This syntax is very efficient, but at the tradeoff of being cryptic
and therefore error prone and requiring specialized training. As
the number of arguments increases, the programming task becomes
daunting.
[0034] To compliment the JavaScript Dataset object, which
represents a physical MAPPER database table, a suite of Parameter
objects is provided to allow programming the numerous combinations
of arguments that parameterize the processing performed by MAPPER
core engine power function analysis functions. A separate
JavaScript Parameter object is provided for each of the MAPPER core
engine power functions. Each parameter object contains custom
properties, methods, and compound objects that conform to the
programming requirements of a specific power function.
[0035] The preferred mode is preferable to prior art approaches
because the parameterization of the MAPPER engine power functions
is presented in a JavaScript object-based paradigm. This
programming paradigm is readily discernable to programmers that are
knowledgeable in modern programming languages and disciplines.

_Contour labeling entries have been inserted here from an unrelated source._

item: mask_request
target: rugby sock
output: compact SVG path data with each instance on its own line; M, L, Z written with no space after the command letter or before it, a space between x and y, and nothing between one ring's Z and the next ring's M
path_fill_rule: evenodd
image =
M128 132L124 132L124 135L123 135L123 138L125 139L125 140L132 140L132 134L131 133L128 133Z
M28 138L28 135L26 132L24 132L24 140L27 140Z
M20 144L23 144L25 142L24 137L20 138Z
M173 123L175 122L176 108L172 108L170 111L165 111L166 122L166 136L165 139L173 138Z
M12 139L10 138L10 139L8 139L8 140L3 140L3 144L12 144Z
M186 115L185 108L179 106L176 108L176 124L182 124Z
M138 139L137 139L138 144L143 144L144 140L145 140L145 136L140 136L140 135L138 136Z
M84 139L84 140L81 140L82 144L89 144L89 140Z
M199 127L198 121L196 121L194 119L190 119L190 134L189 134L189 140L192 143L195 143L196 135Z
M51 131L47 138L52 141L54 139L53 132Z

Furthermore, it does not require programming knowledge in the
proprietary MAPPER procedural run-script language. In addition, it
allows programming of the underlying MAPPER engine power function
data manipulation, aggregation, and analysis capabilities to be
written and structured in an object-based paradigm. Therefore, such
programs are easier for other programmers to comprehend enhance,
and maintain.
[0036] The efficiency is further increased with particular
attention to the formulation of the resultant reports. The
preferred system provides the JavaScript application developer with
the capability to select the outcome format generation of a
Dataset. This means the elimination of the performance expense of
adding additional logic steps within an application. As a result,
the system does not need additional performance resources when
processing a dataset using a power function, that is a MAPPER core
engine function that produces another dataset based on analysis of
one or more input datasets. For example, the @SRH core engine
function can produce a dataset result containing records that match
specified criteria in any input dataset. This allows the
application developer the ability to specify the outcome format of
the Dataset after the execution of a JavaScript power function with
a single specification.
[0037] Most power functions produce results in a dataset (e.g.,
records are sorted, columns are updated with calculated results,
only records that match certain criteria are included, etc.). The
object containing the dataset results is controlled by the target
dataset "overwrite" property. The dataset "overwrite" property is
loosely related to the access mode of the dataset. If the access
mode is "ReadOnly", then the "overwrite" property is always false
and cannot be changed from JavaScript. Otherwise the overwrite
property can be changed from JavaScript. When a power function is
executed by a target dataset, the results overwrite the contents of
the target dataset. If the overwrite property is true. The results
are returned in a new temporary dataset, if the overwrite property
is false.
BRIEF DESCRIPTION OF THE DRAWINGS
[0038] Other objects of the present invention and many of the
attendant advantages of the present invention will be readily
appreciated as the same becomes better understood by reference to
the following detailed description when considered in connection
with the accompanying drawings, in which like reference numerals
designate like parts throughout the figures thereof and
wherein:
[0039] FIG. 1 is a pictographic view of the hardware of the
preferred embodiment;
[0040] FIG. 2 is a detailed flow diagram showing integration of the
MAPPER engine with the JavaScript procedures;
[0041] FIG. 3 is listing of the script for a typical function;
[0042] FIG. 4 is a listing of the script for value-add power
functions;
[0043] FIG. 5 is listing of a typical search parameter object;
[0044] FIG. 6 is a listing of the JavaScript to perform a search
utilizing the search parameter object of FIG. 5;
[0045] FIG. 7 is a listing if the BIS script prepared in accordance
with the JavaScript of FIG. 6, along with the resultant report
after performance of the search; and
[0046] FIG. 8 is a flow diagram showing an example in accordance
with the preferred mode.
DETAILED DESCRIPTION OF THE PREFERRED EMBODIMENTS
[0047] The present invention is described in accordance with
several preferred embodiments which are to be viewed as
illustrative without being limiting. These several preferred
embodiments are based upon Series 2200 hardware and operating
systems, the Classic MAPPER data base management system, and the
BIS/Cool ICE software components, all available from Unisys
Corporation. Also commercially available are industry standard
personal computers operating in a Windows environment.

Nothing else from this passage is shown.